The combination of delicious anguish and the powerful conviction of a forgone conclusion proved to be practically, if not emotionally irresistible.

But as it would turn out, they were too young to know the true meaning of love, they didn't understand its demands. Theirs was a childish love, without thought to its responsibilities or its sacrifice. Even when they made the supreme confession, they were mere children playing the game of love. On the day of April 26, 1819 that Victor, 19 and Adele, 16 years old declared their love for one another. (Meurice, 10). The bolder and more curious Adele wanted to find out what was the meaning of his silent admiration. She said: "I am sure you have secrets. Have you not one secret, greater than all?" When Victor admitted to possession of this secret, Adele gleefully cried out, "Just like me! Well, come now, tell me your greatest secret, and I will tell you mine." My greatest secret, Victor replied, "is that I love you." Adele echoed back, "And my great secret is that I love you" (Meurice, 10).

Adele believed herself to be nothing more than a poor little girl with Bourgeois ideas, and she was more or less accurate in believing this. Although fairly gifted in appearance, not much could be said for her character, she possessed neither tastes nor cleverness in the matter of dress; she had always shown herself to him in careless attire and unfashionable gowns. Absent-minded and limited in intelligence, she remained uncultured and oblivious of the genius of her husband and of achievements of which she appreciated only the financial value. She was not very fond of poetry, even though she was later to be loved by two of the greatest French poets. In addition, she had declined to share the noble ideal originally proposed to her by bridegroom Victor Hugo: love considered as "the ardent and pure union of two souls, a union begun on earth to end not even in Heaven" (Gimbaud, 23).

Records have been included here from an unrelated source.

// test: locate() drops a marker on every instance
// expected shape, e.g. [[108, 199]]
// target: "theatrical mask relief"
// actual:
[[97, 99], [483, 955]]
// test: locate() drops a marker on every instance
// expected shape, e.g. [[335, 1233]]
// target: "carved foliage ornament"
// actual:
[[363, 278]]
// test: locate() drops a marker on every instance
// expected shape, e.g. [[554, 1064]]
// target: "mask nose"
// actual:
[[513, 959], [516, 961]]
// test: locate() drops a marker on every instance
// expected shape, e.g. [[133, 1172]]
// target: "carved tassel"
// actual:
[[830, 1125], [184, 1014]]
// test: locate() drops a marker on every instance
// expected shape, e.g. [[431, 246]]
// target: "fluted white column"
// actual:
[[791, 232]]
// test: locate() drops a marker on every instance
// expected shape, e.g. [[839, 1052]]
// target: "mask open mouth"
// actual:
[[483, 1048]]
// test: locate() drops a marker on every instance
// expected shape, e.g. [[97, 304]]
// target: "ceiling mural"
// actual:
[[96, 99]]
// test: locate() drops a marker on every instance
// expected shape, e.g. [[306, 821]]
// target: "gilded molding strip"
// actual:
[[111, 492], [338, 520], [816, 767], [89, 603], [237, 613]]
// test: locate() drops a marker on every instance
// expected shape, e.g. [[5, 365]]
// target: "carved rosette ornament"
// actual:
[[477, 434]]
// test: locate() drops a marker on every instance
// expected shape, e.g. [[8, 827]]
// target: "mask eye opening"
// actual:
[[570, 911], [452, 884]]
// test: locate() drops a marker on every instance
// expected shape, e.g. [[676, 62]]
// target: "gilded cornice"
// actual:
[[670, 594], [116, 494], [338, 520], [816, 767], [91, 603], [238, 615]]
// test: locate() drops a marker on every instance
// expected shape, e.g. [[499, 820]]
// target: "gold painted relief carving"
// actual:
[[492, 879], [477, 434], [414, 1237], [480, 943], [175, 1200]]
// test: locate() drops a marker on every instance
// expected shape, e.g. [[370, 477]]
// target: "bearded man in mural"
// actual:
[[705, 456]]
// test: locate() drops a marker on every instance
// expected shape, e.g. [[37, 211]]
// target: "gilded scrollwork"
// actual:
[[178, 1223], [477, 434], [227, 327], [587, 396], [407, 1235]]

She was young and naïve, and felt Victor had placed her too high on his pedestal. And perhaps she was right. He loved her with all the passion of two people have never fallen in love, and assured her that "It is our souls which love each other, not our bodies". She wondered whether girls were allowed to kiss boys before they were married, and never understood why Victor would stay up all night writing, and had heard that "passion" was the demon that destroyed domestic harmony. For ten years, that is, practically the whole of their marriage, Madame Adele Hugo had behaved in such a manner and it was no surprise when the day of betrayal finally came, when she cheat on Hugo with his friend.

M. Charles Saint-Beuve worked closely with Hugo and Hugo considered him a friend. Hugo helped the young Saint-Beuve explore the realms of poetry. Meanwhile, Saint Beuve wormed his way into Mme. Hugo's life, courted her and became her lover, and immediately increased the reservations he expressed about Victor and the barbs he directed against him in his many critics on Hugo's works. Saint-Beauve had been secretly meeting Adele in churches and rented room. Hugo's Aunt Martine, acted as a messenger and was paid by Adele. (Robb, 163). But the nature of their liasion was rather stale, of an almost passionless intensity. Deceiving Hugo seemed to be the most important part of the arrangement.

Hugo's moral distress over this betrayal was immense, his pain unfathomable. One is moved at his despair as he writes: "I have acquired the conviction that it is possible for the one who possesses all my love, to cease to care for me, I am no longer happy." It wounded him so terribly that after reading his anguish, one wonders if he was able to forget and is amazed that he was able to recover.

The life Hugo had built for himself with Adele slowly unraveled before his eyes and became dismantled piece by piece, and the poet was forced to seek happiness in Juliette Drouet's arms.